Inquisitor had just killed Inquisitor, right outside my cell.
It was the mistake I’d been waiting for. These humans that had captured me, they were only prey. They did not know about the wait in the way that I did. It is a game of patience, of letting the time where nothing at all happens disappear until only the significant moments remain. That was their one mistake. Instead of killing me, they’d captured me. They locked me up and guarded me as if they were the predators. They were but prey. They knew nothing of the slow hunt. Now, inevitably, their pathetic prey vigilance had wavered. A fatal error had been made. The Inquisitors had killed one of their own. My patience had been rewarded. An opportunity to exploit their weakness had arrived.
If only I could.
I let my awareness brush against the energies around me. Nothing had changed there. The Tonaltus-based containment field around my cell was still there, debilitating as always. The field was harmless to humans who had an Atlus-based body, but would ravage — could even kill — creatures of Metzus like me.

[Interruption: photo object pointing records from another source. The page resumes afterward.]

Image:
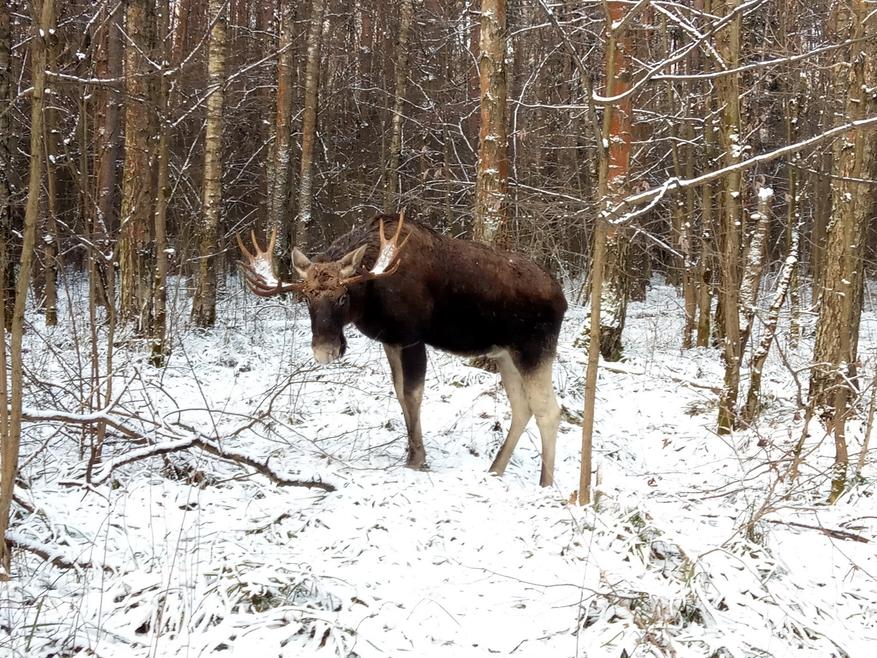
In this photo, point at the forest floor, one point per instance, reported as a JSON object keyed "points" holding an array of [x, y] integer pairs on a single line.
{"points": [[698, 546]]}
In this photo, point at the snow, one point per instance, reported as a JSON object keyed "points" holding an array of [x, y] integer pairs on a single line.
{"points": [[691, 549], [765, 193]]}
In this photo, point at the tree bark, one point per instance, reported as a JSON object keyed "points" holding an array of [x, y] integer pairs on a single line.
{"points": [[279, 180], [10, 422], [855, 157], [617, 136], [491, 184], [136, 257], [204, 299], [309, 124], [107, 148], [391, 174], [730, 138], [158, 344], [7, 251]]}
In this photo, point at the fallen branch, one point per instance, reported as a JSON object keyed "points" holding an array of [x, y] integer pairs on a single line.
{"points": [[52, 554], [174, 443], [836, 534]]}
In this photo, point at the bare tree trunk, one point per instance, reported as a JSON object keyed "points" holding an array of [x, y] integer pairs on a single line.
{"points": [[279, 179], [391, 175], [309, 124], [754, 263], [790, 266], [204, 299], [614, 167], [7, 258], [136, 257], [855, 157], [617, 133], [158, 347], [108, 147], [10, 422], [48, 230], [732, 212], [491, 185]]}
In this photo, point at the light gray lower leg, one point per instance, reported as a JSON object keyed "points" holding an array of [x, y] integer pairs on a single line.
{"points": [[514, 388], [408, 366], [540, 393], [394, 357]]}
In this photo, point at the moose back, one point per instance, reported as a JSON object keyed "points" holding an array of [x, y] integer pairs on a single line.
{"points": [[421, 288]]}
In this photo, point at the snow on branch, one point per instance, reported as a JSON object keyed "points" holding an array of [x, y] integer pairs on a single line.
{"points": [[173, 442], [617, 215], [53, 554]]}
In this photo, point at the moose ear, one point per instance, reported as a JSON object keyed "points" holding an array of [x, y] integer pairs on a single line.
{"points": [[350, 263], [300, 262]]}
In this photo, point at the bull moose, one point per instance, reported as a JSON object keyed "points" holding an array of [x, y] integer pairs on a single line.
{"points": [[456, 295]]}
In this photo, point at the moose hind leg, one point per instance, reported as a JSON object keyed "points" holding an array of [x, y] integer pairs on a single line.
{"points": [[540, 393], [408, 367], [521, 414]]}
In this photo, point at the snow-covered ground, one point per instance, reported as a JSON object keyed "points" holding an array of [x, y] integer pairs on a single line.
{"points": [[697, 545]]}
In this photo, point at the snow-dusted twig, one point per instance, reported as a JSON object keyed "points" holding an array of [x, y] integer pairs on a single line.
{"points": [[831, 532], [172, 443], [55, 555]]}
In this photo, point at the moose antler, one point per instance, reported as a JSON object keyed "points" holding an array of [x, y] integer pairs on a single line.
{"points": [[258, 269], [388, 255]]}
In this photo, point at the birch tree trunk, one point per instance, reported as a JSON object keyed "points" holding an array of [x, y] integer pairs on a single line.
{"points": [[391, 174], [10, 419], [309, 124], [491, 184], [728, 87], [204, 299], [136, 257]]}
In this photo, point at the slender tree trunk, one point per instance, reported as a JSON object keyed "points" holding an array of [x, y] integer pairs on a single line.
{"points": [[855, 158], [842, 271], [730, 138], [391, 175], [790, 266], [754, 263], [617, 133], [136, 248], [7, 252], [10, 421], [491, 185], [204, 299], [309, 124], [614, 167], [279, 181], [48, 230], [108, 149], [158, 346]]}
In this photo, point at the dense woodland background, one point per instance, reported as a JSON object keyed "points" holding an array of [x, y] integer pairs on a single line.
{"points": [[728, 146]]}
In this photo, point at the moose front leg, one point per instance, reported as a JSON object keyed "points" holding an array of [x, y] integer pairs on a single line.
{"points": [[408, 367]]}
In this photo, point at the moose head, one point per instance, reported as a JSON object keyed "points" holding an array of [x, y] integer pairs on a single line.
{"points": [[325, 286]]}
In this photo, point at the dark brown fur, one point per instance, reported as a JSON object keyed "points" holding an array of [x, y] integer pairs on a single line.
{"points": [[456, 295]]}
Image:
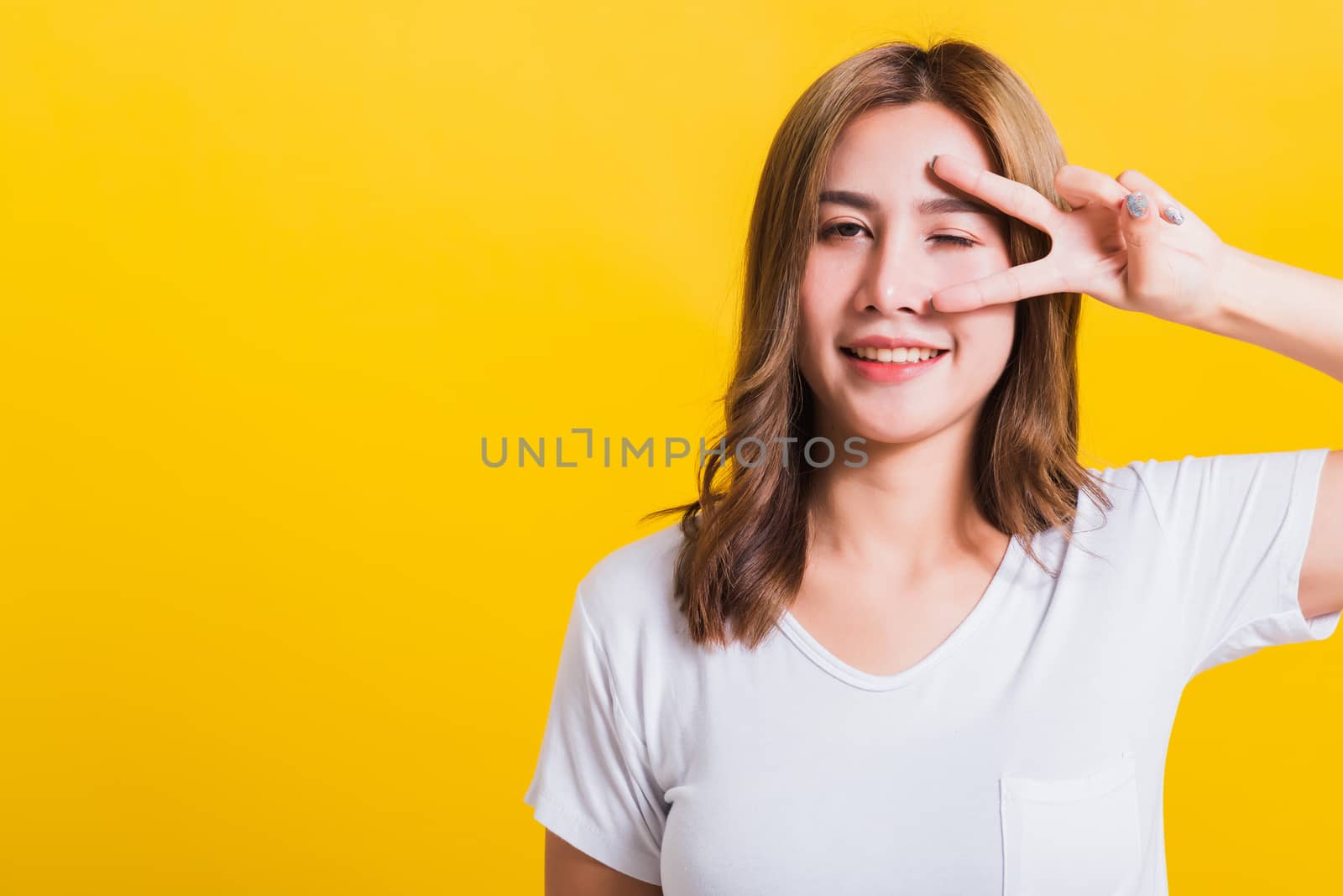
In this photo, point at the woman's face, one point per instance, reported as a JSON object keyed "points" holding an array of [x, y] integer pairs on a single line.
{"points": [[873, 266]]}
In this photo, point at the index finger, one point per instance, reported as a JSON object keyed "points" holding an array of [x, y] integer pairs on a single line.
{"points": [[1001, 192]]}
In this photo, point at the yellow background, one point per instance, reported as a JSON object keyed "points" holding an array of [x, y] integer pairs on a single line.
{"points": [[270, 273]]}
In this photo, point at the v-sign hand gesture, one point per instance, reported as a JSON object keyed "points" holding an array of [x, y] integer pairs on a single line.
{"points": [[1162, 262]]}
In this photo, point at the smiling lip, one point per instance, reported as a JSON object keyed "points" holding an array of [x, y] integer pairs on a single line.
{"points": [[891, 342], [892, 372]]}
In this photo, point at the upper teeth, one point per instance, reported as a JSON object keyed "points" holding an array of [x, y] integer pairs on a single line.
{"points": [[899, 356]]}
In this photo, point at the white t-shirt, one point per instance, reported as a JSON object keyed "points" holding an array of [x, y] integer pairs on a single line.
{"points": [[1024, 754]]}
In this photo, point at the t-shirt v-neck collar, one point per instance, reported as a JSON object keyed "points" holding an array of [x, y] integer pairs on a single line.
{"points": [[1004, 576]]}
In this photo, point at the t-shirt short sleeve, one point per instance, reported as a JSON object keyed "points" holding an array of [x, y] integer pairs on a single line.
{"points": [[593, 784], [1235, 530]]}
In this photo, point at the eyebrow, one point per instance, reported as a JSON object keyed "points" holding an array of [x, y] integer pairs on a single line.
{"points": [[943, 204]]}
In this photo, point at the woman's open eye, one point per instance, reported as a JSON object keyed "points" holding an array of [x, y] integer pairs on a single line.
{"points": [[939, 237], [836, 227]]}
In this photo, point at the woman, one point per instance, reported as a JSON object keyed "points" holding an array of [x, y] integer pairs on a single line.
{"points": [[953, 665]]}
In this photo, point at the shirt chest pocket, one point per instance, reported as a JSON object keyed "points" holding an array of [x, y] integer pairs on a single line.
{"points": [[1072, 835]]}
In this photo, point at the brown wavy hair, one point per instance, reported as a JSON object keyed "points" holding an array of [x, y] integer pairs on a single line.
{"points": [[745, 544]]}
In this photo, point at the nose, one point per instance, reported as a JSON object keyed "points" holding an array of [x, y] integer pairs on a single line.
{"points": [[896, 284]]}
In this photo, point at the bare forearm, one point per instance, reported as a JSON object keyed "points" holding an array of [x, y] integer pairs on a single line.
{"points": [[1284, 309]]}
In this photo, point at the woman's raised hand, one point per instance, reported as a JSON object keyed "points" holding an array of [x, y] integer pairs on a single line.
{"points": [[1162, 262]]}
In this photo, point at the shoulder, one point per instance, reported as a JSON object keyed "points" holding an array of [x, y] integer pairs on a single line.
{"points": [[629, 596]]}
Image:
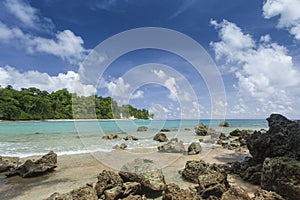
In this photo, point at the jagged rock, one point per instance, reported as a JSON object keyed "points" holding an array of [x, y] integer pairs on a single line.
{"points": [[282, 139], [111, 136], [160, 137], [235, 193], [84, 193], [165, 130], [142, 128], [194, 148], [201, 129], [107, 180], [224, 124], [266, 195], [145, 172], [31, 168], [174, 192], [120, 147], [173, 146], [130, 137], [282, 175], [7, 163]]}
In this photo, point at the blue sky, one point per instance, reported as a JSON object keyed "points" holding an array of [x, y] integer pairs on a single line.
{"points": [[254, 44]]}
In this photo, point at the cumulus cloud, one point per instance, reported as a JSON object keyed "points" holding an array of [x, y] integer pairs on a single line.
{"points": [[11, 76], [264, 70], [27, 15], [288, 12]]}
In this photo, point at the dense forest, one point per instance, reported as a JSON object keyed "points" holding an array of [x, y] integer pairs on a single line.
{"points": [[34, 104]]}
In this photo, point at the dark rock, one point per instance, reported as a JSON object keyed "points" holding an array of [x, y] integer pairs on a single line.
{"points": [[266, 195], [174, 192], [111, 136], [30, 168], [235, 193], [142, 128], [145, 172], [107, 180], [194, 148], [282, 175], [201, 129], [84, 193], [224, 124], [130, 137], [173, 146], [8, 163], [160, 137], [165, 130]]}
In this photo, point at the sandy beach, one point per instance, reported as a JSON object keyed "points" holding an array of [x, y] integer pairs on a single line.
{"points": [[74, 171]]}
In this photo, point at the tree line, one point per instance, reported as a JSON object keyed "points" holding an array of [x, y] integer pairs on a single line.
{"points": [[34, 104]]}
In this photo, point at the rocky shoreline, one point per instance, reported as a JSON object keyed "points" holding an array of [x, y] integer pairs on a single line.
{"points": [[273, 165]]}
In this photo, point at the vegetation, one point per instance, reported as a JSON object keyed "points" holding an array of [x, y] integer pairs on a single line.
{"points": [[34, 104]]}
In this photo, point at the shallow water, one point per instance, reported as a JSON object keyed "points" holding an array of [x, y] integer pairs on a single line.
{"points": [[71, 137]]}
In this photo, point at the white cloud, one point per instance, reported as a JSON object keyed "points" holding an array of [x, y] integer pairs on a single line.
{"points": [[66, 44], [265, 71], [28, 16], [288, 12], [43, 81]]}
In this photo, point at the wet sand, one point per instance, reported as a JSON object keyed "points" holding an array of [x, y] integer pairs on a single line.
{"points": [[74, 171]]}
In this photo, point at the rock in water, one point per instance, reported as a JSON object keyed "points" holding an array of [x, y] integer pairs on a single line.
{"points": [[173, 191], [7, 163], [160, 137], [84, 193], [282, 174], [107, 180], [173, 146], [30, 168], [194, 148], [145, 172]]}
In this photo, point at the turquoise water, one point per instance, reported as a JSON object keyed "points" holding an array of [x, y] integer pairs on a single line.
{"points": [[71, 137]]}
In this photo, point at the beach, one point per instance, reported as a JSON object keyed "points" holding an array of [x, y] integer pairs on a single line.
{"points": [[74, 171]]}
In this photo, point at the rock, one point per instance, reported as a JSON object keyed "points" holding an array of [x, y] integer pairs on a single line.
{"points": [[142, 128], [165, 130], [111, 136], [173, 146], [122, 146], [282, 175], [107, 180], [84, 193], [235, 193], [173, 192], [194, 148], [282, 139], [224, 124], [8, 163], [130, 137], [201, 129], [160, 137], [30, 168], [266, 195], [145, 172]]}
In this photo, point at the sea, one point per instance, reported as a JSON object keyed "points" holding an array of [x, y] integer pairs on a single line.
{"points": [[32, 138]]}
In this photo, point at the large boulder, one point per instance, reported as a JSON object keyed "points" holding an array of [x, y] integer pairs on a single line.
{"points": [[145, 172], [31, 168], [84, 193], [282, 139], [173, 146], [173, 192], [7, 163], [194, 148], [282, 175], [107, 180], [160, 137]]}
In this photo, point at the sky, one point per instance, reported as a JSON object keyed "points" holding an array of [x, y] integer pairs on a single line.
{"points": [[251, 47]]}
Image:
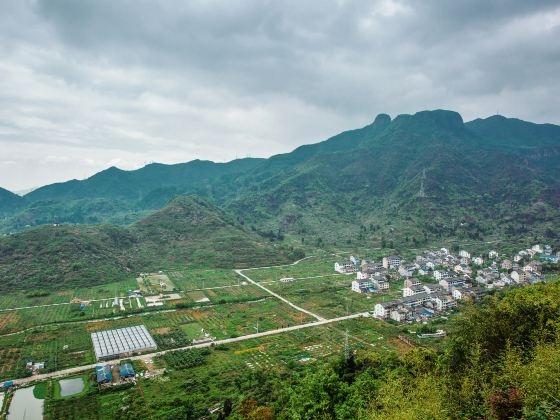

I was not restricted to Metzus for my magic. I could craft my own Atlus weaves. Could even manage very weak Tonaltus ones, albeit at the cost of grievous harm to my own body. None of those would help me. I was held in place by the Tonaltus field and the walls of the cell, and magic was not a tool wielded from a distance. Projecting a weave away from yourself, quickly robbed it of its power. Much quicker still here in my cell. Maybe they had done something to the floor and wall of the oubliette. Perhaps it was something peculiar in the Tonaltus. Or maybe I was simply so weak I couldn’t manage anything anymore. Early in my capture, I had been so certain that I could break past whatever suppressed my magic and tear the Tonaltus field apart, if only I applied enough time and attention.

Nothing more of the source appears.